Entrato nella Storia del tennis scalando una montagna a mani nude, arrampicandosi paziente, attento ai piccoli dislivelli sui quali poggiarsi e da lì prendere nuovo slancio, tutte le parti del proprio corpo già indolenzite dallo sforzo pronte a fare perno sulla sola forza di volontà per spingersi ancora più in alto. Ma via via sentendosi sempre più leggero, quando l’aria si è fatta più fine. Jannik Sinner la conosce bene quell’aria, che sferza le gote e penetra dappertutto, sempre però rigenerante, rinvigorente. È lì che ha avvertito di essere vicino alla meta, non c’è stato bisogno nemmeno di guardarla, ha accelerato i passi, si è ritrovato. È stato uno Slam da scalatore, una vittoria sulla Cima Coppi del tennis. In una stramba domenica che l’ha obbligato a ripercorrere tutta la sua vita, quasi le divinità del nostro sport avessero preparato per lui una sceneggiatura a schema diagrammatico, nella quale il percorso era nascosto da una serie d’incognite ma la soluzione a portata di mano: puoi ancora vincere, ma solo se torni sui tuoi passi.
Il rebus di Sinner
Jannik ha capito in tempo, era come un rebus da sciogliere, ha avuto l’idea giusta, e ha scalato il tennis. Ma dite, potevamo aspettarci qualcosa di diverso da un ragazzo nato in un paese con vista sulle Dolomiti? Che poi, l’idea giusta l’aveva davanti ai propri occhi, bastava trattenerli solo un attimo di più sugli sguardi sempre più liquidi di Daniil Medvedev, che aveva preso il sopravvento, sì, e non era così lontano dal portare a casa il trofeo, forse, ma nei modi, nelle scelte, nei contenuti del suo tennis mostrava di avere fretta, una fretta terribile, perché sapeva di essere a scadenza, ormai vicino alla soglia oltre la quale si va verso la raccolta differenziata. Bastava allungare gli scambi... A questo si è dedicato Sinner con l’accurata efficienza di chi sa che sta giocando l’ultima carta a disposizione.
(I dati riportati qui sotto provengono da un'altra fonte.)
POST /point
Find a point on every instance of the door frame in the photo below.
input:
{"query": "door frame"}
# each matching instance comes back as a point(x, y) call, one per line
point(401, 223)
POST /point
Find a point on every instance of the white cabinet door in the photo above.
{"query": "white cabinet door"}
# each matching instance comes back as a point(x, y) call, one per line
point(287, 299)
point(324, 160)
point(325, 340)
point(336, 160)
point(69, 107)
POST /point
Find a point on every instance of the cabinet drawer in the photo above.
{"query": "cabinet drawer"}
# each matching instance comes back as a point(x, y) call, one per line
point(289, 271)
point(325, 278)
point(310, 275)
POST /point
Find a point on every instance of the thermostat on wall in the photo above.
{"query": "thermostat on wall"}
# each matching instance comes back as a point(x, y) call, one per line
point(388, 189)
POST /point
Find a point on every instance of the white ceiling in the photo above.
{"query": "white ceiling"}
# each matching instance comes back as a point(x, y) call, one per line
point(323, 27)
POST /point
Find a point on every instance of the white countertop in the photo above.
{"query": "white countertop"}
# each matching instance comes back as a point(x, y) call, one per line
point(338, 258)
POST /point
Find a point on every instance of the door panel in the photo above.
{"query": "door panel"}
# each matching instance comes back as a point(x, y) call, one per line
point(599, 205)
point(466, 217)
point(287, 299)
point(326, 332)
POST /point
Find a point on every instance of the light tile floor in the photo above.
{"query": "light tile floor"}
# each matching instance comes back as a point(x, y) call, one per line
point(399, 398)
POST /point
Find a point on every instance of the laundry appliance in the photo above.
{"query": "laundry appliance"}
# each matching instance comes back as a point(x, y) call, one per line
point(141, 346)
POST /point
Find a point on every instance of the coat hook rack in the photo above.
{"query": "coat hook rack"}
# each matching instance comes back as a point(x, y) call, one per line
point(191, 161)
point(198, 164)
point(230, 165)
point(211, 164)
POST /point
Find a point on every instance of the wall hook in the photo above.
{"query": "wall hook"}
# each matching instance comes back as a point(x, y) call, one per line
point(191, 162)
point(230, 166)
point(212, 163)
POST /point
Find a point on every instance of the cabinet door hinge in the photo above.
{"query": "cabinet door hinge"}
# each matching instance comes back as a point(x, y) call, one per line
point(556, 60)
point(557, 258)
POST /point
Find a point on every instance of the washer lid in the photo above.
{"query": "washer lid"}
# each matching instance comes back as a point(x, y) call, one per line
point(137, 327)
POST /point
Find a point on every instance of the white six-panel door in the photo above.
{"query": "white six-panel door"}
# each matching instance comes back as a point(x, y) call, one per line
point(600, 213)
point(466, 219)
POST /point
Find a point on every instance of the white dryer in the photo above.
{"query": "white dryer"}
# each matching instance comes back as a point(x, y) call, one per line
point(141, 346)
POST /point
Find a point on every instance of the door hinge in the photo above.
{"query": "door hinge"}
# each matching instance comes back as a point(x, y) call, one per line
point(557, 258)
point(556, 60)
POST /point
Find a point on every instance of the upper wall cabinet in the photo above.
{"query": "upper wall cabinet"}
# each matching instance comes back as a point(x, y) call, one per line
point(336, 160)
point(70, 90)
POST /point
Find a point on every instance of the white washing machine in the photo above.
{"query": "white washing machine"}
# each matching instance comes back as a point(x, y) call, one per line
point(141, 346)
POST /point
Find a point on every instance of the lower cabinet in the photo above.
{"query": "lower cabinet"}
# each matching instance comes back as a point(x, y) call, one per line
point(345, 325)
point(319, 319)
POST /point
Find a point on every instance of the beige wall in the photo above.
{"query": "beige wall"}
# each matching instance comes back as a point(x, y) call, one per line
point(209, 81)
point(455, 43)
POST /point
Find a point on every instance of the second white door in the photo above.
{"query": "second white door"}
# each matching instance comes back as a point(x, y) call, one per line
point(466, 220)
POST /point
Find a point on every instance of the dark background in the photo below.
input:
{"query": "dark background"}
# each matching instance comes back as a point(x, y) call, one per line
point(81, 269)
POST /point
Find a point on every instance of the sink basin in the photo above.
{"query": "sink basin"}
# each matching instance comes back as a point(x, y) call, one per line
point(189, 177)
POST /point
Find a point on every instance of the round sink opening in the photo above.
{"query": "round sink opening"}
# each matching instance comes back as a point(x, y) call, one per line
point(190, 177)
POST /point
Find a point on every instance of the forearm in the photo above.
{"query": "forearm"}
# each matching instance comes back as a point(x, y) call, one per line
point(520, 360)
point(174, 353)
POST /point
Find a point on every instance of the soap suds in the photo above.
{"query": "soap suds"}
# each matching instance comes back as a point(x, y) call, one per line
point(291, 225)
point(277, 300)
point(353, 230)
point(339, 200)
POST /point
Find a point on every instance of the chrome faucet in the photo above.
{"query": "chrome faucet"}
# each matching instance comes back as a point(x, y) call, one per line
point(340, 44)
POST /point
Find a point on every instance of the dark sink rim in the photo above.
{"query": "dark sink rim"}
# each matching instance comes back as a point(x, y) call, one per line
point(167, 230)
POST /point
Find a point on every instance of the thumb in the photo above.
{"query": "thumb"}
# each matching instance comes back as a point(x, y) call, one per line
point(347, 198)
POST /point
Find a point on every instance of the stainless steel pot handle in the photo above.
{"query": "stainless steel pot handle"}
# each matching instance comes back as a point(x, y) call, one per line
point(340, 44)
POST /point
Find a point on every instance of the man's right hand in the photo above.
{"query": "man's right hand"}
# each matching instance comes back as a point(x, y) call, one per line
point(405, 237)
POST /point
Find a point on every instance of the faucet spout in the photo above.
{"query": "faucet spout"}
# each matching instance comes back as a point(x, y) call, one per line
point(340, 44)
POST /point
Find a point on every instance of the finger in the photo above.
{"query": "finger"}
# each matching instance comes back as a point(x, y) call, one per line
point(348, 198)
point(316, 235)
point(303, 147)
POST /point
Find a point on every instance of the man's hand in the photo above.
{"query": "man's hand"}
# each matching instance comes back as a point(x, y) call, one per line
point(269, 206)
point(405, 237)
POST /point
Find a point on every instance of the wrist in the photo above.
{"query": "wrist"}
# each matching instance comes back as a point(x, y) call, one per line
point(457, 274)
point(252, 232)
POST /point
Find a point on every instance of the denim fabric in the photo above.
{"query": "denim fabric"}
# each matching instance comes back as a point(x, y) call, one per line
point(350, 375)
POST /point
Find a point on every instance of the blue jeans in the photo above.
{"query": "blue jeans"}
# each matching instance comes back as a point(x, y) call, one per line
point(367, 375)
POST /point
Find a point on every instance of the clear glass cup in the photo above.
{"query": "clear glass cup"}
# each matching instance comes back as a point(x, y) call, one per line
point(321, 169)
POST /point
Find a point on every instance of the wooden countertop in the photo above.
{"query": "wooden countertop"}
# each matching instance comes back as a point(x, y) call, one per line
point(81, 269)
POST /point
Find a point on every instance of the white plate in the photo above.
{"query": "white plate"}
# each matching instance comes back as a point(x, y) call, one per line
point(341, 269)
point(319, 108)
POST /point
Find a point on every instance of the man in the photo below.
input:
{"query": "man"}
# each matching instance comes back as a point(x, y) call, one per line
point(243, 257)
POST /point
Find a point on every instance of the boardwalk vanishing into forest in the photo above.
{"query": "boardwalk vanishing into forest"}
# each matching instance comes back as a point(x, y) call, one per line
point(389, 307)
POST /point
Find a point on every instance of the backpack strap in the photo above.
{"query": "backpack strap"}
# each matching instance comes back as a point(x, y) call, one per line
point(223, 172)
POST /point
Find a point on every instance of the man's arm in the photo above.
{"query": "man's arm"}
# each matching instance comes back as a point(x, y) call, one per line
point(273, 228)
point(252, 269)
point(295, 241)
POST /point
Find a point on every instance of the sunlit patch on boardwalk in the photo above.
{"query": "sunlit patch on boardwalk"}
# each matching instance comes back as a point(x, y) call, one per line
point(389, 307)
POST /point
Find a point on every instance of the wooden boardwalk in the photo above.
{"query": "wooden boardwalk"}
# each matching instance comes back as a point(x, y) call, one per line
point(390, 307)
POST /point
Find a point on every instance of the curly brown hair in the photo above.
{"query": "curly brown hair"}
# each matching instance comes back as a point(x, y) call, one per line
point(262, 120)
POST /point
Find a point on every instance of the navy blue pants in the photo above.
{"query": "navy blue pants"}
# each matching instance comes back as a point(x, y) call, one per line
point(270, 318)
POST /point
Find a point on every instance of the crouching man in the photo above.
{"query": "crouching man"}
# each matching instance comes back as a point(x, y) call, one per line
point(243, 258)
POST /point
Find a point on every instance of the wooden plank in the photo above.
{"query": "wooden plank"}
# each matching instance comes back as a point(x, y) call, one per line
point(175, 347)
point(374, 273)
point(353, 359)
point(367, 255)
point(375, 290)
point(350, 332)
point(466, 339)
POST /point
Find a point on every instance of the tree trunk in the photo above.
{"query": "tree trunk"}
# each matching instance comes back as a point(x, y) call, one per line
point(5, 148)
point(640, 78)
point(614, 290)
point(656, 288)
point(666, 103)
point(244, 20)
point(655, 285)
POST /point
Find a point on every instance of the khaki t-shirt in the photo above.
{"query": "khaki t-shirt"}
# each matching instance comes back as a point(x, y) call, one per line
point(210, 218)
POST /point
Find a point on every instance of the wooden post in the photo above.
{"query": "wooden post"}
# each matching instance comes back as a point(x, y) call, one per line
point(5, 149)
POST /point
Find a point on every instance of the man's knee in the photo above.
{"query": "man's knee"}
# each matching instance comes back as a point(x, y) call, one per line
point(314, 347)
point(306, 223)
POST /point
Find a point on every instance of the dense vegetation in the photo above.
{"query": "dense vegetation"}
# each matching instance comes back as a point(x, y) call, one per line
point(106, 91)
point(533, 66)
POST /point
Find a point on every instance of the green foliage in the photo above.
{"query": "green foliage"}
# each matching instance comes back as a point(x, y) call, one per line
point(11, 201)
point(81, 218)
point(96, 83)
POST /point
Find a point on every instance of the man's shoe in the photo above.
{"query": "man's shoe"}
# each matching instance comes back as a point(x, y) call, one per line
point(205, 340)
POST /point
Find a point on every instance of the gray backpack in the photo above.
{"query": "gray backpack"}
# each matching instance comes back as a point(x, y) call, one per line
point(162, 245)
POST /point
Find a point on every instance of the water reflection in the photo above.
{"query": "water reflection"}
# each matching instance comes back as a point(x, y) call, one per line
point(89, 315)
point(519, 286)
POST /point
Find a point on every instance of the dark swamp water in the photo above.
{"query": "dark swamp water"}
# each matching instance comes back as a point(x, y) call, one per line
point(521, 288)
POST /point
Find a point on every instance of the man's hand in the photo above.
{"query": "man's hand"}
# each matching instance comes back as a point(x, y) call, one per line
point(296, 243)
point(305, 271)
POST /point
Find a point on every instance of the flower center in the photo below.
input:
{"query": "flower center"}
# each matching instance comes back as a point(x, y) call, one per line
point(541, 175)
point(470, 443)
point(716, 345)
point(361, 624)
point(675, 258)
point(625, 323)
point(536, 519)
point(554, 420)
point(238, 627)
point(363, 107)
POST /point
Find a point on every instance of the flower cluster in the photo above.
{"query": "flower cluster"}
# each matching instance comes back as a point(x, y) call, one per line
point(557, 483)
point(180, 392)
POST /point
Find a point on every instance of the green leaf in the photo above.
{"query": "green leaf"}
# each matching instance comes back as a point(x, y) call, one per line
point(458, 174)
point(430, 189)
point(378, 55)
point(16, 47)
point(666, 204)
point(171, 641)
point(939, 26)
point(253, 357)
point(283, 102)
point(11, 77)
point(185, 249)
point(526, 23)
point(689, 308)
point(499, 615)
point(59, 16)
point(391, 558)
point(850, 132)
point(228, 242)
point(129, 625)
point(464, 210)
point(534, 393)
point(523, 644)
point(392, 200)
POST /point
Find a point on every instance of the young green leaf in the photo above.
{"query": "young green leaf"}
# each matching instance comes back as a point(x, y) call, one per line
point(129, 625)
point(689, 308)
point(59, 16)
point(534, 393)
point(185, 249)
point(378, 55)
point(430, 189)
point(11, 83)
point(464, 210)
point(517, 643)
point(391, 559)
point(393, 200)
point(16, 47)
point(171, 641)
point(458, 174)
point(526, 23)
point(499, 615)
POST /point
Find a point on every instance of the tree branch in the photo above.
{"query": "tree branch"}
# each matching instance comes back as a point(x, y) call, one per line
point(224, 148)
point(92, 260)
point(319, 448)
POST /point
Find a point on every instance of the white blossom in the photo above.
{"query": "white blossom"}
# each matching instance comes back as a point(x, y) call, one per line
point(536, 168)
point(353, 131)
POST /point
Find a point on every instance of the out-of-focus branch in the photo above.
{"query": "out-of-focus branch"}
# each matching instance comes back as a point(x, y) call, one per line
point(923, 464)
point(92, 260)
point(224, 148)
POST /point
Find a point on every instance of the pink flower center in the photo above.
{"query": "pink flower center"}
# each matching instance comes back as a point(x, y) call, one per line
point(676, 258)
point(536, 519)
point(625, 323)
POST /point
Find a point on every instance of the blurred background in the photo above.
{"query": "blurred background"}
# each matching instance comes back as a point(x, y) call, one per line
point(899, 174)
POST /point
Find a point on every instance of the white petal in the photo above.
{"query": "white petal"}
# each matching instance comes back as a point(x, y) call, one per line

E su quelle raffiche sempre più precise e ineluttabili, i due primi set vinti dal russo dall’alto di un tennis carico di buoni propositi e fulminante negli angoli aper- ti dal rovescio, sono sbiaditi a mero ricordo.

“Scendere in campo con il sorriso”
Si erano notati i primi affanni di Medvedev già nel secondo set, ma era presto per decretarlo cotto a puntino, anzi, le soluzioni in mano al russo erano ancora apertamente ingestibili da un Sinner che soffriva di alta pressione. Lui, Semola, ha provato a “scende re in campo con il sorriso”, come aveva annunciato, convinto che una finale così, la sua prima nello Slam, fosse da affrontare in leggerezza, da godere come un film visto in compagnia dei tanti che ormai dichiarano apertamente il proprio tifo per il Capo Carota. Ma la realtà, con tutti i suoi annessi e connessi, l’ha fatto sbandare. L’ingresso nella Storia. Il primo italiano che raggiunge la finale nello Slam più lontano che vi sia. E quel muro di pubblico sulle tribune della Laver Arena, dal quale ti senti accerchiato. La presenza sugli spalti di chi quella stessa Storia l’ha costruita prima, e più a lungo di tanti altri: Rodney Laver, the Rocket, il razzo... Federer non trovò di meglio che piangergli sulla spalla.